[thirdparty/kernel/stable-queue.git] / queue-4.4 / fuse-require-dev-fuse-reads-to-have-enough-buffer-ca.patch

From cab2e5096300bcb12ce3b04f8e5e7c0538fde023 Mon Sep 17 00:00:00 2001
From: Kirill Smelkov <kirr@nexedi.com>
Date: Wed, 27 Mar 2019 10:15:15 +0000
Subject: fuse: require /dev/fuse reads to have enough buffer capacity

[ Upstream commit d4b13963f217dd947da5c0cabd1569e914d21699 ]

A FUSE filesystem server queues /dev/fuse sys_read calls to get
filesystem requests to handle. It does not know in advance what would be
that request as it can be anything that client issues - LOOKUP, READ,
WRITE, ... Many requests are short and retrieve data from the
filesystem. However WRITE and NOTIFY_REPLY write data into filesystem.

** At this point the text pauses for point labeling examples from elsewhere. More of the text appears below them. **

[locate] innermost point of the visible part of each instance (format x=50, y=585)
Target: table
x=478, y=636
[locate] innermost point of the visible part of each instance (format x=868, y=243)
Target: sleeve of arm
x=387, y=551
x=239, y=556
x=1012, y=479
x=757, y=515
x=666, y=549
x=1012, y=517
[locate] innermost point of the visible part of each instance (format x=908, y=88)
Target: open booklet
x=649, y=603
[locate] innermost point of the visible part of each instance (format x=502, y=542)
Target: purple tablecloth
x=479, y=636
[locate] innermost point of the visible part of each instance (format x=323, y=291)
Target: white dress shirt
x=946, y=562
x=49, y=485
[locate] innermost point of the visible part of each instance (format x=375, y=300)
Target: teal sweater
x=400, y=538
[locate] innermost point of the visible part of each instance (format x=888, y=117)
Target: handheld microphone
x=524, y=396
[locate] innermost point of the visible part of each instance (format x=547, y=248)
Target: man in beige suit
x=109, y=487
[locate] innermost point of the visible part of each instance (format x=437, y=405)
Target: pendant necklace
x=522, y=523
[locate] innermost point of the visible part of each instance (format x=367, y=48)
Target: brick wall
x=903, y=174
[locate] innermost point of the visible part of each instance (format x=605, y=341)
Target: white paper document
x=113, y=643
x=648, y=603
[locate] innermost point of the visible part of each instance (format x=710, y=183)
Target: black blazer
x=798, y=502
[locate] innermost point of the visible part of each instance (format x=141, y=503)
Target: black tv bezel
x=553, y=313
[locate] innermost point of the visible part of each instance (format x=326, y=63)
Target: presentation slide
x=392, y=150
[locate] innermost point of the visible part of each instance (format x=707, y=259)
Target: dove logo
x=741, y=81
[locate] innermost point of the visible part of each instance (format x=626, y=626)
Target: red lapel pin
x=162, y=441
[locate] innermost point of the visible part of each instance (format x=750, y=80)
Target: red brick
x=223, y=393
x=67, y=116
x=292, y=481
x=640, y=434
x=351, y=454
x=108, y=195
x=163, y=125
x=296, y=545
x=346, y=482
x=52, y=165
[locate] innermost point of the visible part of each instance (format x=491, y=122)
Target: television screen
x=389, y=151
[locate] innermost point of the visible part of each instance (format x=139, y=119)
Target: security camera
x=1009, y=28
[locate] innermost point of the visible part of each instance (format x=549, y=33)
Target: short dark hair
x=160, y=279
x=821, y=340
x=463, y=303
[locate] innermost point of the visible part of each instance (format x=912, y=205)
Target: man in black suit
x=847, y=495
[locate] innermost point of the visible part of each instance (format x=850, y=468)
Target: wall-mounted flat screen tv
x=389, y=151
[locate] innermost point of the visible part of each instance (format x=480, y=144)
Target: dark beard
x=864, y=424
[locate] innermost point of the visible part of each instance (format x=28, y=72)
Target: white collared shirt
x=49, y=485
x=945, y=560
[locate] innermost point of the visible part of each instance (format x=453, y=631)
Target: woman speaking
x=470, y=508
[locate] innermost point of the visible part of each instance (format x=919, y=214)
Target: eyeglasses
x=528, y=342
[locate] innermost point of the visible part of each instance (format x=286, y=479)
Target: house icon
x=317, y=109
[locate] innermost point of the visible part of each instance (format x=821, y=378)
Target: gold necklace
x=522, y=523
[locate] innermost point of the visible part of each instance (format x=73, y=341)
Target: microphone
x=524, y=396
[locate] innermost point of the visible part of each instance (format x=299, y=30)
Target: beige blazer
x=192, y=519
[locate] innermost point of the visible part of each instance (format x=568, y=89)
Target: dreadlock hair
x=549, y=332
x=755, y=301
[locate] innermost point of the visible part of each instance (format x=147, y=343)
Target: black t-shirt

Before getting into operation phase, FUSE filesystem server and kernel
client negotiate what should be the maximum write size the client will
ever issue. After negotiation the contract in between server/client is
that the filesystem server then should queue /dev/fuse sys_read calls with
enough buffer capacity to receive any client request - WRITE in
particular, while FUSE client should not, in particular, send WRITE
requests with > negotiated max_write payload. FUSE client in kernel and
libfuse historically reserve 4K for request header. This way the
contract is that filesystem server should queue sys_reads with
4K+max_write buffer.

If the filesystem server does not follow this contract, what can happen
is that fuse_dev_do_read will see that request size is > buffer size,
and then it will return EIO to client who issued the request but won't
indicate in any way that there is a problem to filesystem server.
This can be hard to diagnose because for some requests, e.g. for
NOTIFY_REPLY which mimics WRITE, there is no client thread that is
waiting for request completion and that EIO goes nowhere, while on
filesystem server side things look like the kernel is not replying back
after successful NOTIFY_RETRIEVE request made by the server.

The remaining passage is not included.